Thanks for chiming in, John.

Am So., 24. Feb. 2019 um 21:51 Uhr schrieb John Cowan <xxxxxx@ccil.org>:
As chair of R7RS-large, and particularly if SRFI 165 is meant to be incorporated into R7RS-large (as I suppose), I would request that it stick to the informal namespace conventions of such SRFIs, and avoid names such as `run, ask, local, return, sequence, bind, forked, fn, with, with!`.   Short names like this should be left to the user.

I didn't object to such names in SRFI 159 because even though they pollute the global namespace, they are effectively confined to the interior of `show`, and in any case are mostly names unlikely to be used by other libraries.

In which sense are SRFI 159 and SRFI 165 different in that regard? As the names in SRFI 159 are confined to the interior of "show", the names of SRFI 165 are confined to the interior of "run", regardless of what "confined" specifically means. Moreover, the names "forked", "fn", "with", "with!" appear in SRFI 165 exactly as in SRFI 159.

The R7RS module system allows one to easily prefix imported names (e.g. to turn "run", "ask", "local", ... into "env-run", "env-ask", "env-local", ...), while there is no way to strip prefixes generally. In other words, it has some advantages if a library exports names without prefixes.

I agree that there have been some informal namespace conventions, but I have always seen them as originating from when basic algorithms (like "fold", "for-each", "find", etc.) are combined with concrete data types (like vectors, strings, hash-tables, mappings) and not as mandatory.

This question is possibly not one that has to be answered by this SRFI. Should it become part of a future R7RS-large, WG 2 can always to decide that the "(scheme environment-monad)" is a library that exports all identifiers of SRFI 165, but with the prefix, say "env-". Alternatively, this SRFI could offer two interfaces, say (srfi 165) and (srfi 165 base), where the only difference is that (srfi 165) exports all identifiers with a prefix and (srfi 165 base) without.

In any case, I think that issue should be resolved consistently with respect to SRFI 165 and 159.
 
  Not so for SRFI 165, which is a specific monad.  I expect there to be a general monad library eventually in R7RS-large, and even there I am not planning to use such short names (see https://bitbucket.org/cowan/r7rs-wg1-infra/src/default/ContextsCowan.md for my current ideas).

Thanks for pointing out your proposal to me. It looks very promising!
 
As a personal matter, I think `return` misleading in an imperative language, and suggest the name `pure` instead.  Although in Haskell this is used for class ApplicativeFunctor rather than Monad, they are defined the same way for monads in all recent versions of Haskell, and the use of a different name merely reflects Haskell's monomorphism (which Scheme shares) and its users' aversion to longer names (which Schemers mostly do not share).

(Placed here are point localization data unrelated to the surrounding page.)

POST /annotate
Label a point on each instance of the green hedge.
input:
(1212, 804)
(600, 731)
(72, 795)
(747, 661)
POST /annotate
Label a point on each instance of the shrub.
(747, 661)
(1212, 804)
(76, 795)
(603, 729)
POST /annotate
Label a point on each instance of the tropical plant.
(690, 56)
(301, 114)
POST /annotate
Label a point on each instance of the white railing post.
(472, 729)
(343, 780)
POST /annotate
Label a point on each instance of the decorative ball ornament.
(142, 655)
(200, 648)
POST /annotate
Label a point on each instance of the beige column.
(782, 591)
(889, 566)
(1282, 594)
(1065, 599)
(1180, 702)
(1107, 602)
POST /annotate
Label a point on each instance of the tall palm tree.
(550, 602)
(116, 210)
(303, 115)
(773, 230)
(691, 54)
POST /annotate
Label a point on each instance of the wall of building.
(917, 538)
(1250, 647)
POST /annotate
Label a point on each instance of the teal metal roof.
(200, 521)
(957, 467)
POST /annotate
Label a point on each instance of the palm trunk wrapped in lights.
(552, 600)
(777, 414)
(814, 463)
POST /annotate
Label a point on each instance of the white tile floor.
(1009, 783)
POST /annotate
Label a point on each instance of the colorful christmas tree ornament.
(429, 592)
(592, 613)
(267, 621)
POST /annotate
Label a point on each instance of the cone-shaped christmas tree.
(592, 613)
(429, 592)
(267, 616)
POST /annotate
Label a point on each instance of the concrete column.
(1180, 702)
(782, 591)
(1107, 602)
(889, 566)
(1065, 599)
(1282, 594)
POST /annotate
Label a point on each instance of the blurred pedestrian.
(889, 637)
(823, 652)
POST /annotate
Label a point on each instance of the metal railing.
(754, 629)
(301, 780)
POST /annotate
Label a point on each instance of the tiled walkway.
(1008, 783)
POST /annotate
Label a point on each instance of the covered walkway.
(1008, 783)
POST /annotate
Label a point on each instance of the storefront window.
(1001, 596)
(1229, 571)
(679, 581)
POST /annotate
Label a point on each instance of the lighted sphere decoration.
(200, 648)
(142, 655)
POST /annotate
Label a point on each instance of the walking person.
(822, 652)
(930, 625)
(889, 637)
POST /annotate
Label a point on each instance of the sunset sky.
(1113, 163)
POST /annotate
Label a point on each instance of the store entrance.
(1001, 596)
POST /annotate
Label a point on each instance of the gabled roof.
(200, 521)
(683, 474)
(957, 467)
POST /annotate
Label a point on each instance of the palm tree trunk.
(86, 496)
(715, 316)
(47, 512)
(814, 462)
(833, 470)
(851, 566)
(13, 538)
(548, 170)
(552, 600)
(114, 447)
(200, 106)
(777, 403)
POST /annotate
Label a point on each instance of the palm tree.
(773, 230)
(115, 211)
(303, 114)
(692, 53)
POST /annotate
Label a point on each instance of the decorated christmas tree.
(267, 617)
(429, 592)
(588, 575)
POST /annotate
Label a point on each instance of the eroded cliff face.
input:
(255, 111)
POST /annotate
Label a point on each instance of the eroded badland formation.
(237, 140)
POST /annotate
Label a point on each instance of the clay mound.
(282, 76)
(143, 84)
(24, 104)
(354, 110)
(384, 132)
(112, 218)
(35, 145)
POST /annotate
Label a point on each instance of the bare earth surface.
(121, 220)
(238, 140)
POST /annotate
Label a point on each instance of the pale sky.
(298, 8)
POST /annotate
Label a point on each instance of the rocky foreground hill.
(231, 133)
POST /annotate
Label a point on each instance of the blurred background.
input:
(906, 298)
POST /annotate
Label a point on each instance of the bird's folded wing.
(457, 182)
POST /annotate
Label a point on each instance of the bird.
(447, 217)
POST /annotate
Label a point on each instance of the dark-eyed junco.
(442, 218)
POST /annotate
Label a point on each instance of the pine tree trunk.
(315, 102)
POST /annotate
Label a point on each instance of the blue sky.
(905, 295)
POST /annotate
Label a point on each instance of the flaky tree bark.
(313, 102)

I have grown up with the name "return" but I wouldn't mind the name "pure" instead.

 

====

I also strongly suggest that `current-computation` be made to hold a parameter object whose initial value is a procedure that raises an error, rather than a simple variable.  This is not only more convenient, but necessary, because R7RS allows (and R6RS requires) that imported names not be redefinable.

You mean "default-computation", don't you?

There may be a misunderstanding (and I should probably clarify that in the spec): "default-computation" is not an unbound variable but an exported variable bound to a location holding an environment variable (in the sense of this SRFI, that is a value returned by "make-environment-variable"). The lexical binding of "default-computation" is supposed to stay the same all the time (indeed, as you say, it has to).

What the user is allowed to change is the environmental binding (in the sense of the environment monad) of "default-computation" during executing a computation. For example, "show" of SRFI 159 could be implemented in terms of SRFI 165 as follows:

(define (show out . args)
  (let ((fmt (each-in-list args)))
    (cond
     ((output-port? out)
      (%show out fmt))
     ((eq? #t out)
      (%show (current-output-port) fmt))
     ((eq? #f out)
      (let ((out (open-output-string)))
        (%show out fmt)
        (get-output-string out)))
     (else
      (assume #f)))))

(define (%show out fmt)
  (run (sequence (with! (port out)
                        (col 0)
                        (row 0)
                        (width 78)
                        (radix 10)
                        (pad-char #\space)
                        (output output-default)
                        (string-width string-length)
                        (default-computation displayed)) ; XXXXX
                 fmt)))

Does this explanation solve that issue? Or did I misunderstand you?

Thanks,

Marc


-- 
John Cowan          http://vrici.lojban.org/~cowan        xxxxxx@ccil.org
"Make a case, man; you're full of naked assertions, just like Nietzsche."
"Oh, i suffer from that, too.  But you know, naked assertions or GTFO."